Da Taipei il dibattito resta misurato e senza allarmismi, ma cresce l’attenzione verso i segnali che arrivano da Washington tra guerra con l’Iran, gestione delle scorte militari e dialogo con Pechino. Le parole del segretario Cao sulla pausa delle forniture di armi americane a Taiwan alimenta interrogativi sulla reale priorità strategica dell’isola nei calcoli della Casa Bianca

Taipei – Il tema non viene affrontato apertamente nei toni dell’allarme, ma nel dibattito strategico taiwanese una domanda sta diventando sempre meno teorica: quanto spazio reale avrà Taiwan nelle priorità strategiche di Donald Trump, mentre Washington è assorbita dalla guerra con l’Iran e contemporaneamente tenta di costruire un equilibrio pragmatico con la Cina?
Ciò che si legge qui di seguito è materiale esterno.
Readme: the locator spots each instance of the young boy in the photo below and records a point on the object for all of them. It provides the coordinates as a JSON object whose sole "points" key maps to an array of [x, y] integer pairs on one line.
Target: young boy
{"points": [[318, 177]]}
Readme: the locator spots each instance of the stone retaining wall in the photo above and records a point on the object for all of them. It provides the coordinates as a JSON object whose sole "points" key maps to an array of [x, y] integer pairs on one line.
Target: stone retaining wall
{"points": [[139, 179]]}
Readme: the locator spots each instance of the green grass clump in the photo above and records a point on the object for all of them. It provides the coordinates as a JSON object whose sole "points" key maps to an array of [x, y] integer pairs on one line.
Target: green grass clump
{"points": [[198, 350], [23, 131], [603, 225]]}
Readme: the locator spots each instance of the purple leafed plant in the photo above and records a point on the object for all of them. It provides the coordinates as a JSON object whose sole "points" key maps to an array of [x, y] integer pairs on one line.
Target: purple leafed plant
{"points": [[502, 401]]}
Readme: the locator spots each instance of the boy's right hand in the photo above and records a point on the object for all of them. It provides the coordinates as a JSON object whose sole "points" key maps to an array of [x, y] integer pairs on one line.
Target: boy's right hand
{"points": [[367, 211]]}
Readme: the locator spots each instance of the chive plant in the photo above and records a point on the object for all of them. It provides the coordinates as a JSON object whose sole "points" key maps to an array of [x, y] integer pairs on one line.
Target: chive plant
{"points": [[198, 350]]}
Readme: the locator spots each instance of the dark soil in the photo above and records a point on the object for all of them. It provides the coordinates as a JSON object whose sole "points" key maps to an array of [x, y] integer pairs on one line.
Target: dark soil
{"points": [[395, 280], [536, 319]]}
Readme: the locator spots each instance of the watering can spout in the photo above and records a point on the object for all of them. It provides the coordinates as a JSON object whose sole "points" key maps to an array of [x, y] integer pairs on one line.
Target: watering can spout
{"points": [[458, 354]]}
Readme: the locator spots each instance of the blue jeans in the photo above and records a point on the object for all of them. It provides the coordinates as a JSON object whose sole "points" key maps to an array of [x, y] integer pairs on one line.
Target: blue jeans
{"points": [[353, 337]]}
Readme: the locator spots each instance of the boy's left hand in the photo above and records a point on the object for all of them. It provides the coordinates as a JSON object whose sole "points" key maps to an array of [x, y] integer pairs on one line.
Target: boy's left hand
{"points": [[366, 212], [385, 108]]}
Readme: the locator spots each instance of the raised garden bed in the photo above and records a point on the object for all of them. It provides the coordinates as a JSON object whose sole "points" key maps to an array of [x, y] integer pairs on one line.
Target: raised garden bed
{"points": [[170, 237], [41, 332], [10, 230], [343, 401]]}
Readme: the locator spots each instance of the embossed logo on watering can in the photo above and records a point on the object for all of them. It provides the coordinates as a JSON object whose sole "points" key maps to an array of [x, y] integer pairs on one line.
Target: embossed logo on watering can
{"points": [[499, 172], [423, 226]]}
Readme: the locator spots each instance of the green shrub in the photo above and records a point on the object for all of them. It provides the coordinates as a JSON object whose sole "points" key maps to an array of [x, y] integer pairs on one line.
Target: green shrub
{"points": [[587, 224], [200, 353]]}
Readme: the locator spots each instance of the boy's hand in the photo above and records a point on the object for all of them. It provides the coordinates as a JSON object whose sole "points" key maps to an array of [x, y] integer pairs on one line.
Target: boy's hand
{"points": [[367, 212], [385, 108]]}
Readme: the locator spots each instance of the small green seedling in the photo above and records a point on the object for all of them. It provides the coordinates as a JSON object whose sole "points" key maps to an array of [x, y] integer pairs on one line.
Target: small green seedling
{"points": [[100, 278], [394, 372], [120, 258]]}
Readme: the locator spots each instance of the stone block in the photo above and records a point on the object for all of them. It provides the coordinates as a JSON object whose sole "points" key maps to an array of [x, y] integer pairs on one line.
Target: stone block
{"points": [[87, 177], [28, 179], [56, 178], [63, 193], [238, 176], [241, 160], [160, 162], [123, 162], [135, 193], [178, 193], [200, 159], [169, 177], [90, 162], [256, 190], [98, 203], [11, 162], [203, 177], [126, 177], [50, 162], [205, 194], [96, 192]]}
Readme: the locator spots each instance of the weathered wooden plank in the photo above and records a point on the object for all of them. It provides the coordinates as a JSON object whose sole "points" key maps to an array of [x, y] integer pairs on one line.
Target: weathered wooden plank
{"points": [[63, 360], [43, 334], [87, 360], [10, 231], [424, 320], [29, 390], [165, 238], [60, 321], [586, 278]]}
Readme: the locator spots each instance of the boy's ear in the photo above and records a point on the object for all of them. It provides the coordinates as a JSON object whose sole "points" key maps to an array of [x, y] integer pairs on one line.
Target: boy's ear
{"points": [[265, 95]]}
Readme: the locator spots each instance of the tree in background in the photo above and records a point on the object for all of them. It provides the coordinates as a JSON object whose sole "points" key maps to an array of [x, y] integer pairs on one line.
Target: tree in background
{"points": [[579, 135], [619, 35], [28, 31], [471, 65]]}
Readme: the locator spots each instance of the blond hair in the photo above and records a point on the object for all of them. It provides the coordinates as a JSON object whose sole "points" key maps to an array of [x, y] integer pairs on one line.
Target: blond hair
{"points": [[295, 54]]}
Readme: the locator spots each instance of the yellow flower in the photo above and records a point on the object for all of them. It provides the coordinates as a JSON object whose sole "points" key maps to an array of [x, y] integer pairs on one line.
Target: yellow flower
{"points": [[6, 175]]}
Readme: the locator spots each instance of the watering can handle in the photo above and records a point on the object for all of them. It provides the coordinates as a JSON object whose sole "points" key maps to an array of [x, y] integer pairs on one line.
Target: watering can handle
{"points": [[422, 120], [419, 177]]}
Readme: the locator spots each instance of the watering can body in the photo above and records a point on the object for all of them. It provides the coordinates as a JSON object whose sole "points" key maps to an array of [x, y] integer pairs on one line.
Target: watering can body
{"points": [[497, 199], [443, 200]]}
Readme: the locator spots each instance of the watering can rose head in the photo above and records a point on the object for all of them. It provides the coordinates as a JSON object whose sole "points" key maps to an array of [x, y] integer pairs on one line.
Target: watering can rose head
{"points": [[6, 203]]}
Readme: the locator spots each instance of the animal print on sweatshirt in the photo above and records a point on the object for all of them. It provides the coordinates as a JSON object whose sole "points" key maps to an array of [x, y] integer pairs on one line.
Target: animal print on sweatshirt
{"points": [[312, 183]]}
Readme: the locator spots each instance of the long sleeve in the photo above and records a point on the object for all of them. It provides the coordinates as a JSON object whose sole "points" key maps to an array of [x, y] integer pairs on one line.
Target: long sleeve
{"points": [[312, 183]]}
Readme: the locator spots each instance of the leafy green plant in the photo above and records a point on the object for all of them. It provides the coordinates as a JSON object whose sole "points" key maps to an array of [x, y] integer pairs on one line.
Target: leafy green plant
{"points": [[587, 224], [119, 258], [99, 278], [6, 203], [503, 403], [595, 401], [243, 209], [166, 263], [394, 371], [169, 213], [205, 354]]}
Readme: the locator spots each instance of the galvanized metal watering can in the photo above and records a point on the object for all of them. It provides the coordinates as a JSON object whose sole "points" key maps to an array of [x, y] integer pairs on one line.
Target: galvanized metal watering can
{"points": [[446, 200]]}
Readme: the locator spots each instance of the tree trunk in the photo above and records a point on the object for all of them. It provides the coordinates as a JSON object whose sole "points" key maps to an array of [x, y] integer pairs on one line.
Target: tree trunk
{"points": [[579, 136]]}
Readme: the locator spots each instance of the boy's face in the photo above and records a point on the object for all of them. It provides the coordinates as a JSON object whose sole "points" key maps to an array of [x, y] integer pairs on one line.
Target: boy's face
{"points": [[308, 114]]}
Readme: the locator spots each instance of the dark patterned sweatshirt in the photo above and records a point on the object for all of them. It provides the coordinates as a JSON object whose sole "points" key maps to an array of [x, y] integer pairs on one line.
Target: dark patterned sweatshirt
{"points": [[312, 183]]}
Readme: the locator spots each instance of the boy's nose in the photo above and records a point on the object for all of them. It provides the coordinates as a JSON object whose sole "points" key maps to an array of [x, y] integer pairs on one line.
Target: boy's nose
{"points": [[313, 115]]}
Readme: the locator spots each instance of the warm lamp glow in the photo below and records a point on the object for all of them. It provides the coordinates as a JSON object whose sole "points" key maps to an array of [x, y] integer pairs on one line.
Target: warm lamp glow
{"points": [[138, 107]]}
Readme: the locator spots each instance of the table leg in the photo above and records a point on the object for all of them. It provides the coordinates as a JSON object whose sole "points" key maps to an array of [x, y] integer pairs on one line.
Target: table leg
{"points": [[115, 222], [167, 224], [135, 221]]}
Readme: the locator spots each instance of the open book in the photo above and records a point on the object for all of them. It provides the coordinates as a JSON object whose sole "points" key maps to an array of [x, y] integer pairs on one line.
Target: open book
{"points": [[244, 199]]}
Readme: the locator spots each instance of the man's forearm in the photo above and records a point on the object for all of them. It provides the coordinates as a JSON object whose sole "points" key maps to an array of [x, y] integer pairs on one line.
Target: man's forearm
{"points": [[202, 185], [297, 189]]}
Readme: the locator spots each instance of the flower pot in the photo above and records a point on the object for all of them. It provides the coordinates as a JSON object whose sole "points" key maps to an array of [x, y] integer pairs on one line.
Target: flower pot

A riaccendere le preoccupazioni dopo le giornate complicate che hanno seguito l’incontro Trump-Xi di Pechino, stavolta sono state le dichiarazioni del segretario ad interim della Marina statunitense Hung Cao, che durante un’audizione al Senato ha confermato la sospensione di un pacchetto di vendita di armamenti a Taiwan del valore di circa 14 miliardi di dollari. Una pausa motivata, secondo Cao, dalla necessità di preservare le scorte americane di munizioni dopo mesi di operazioni militari legate al conflitto con Teheran.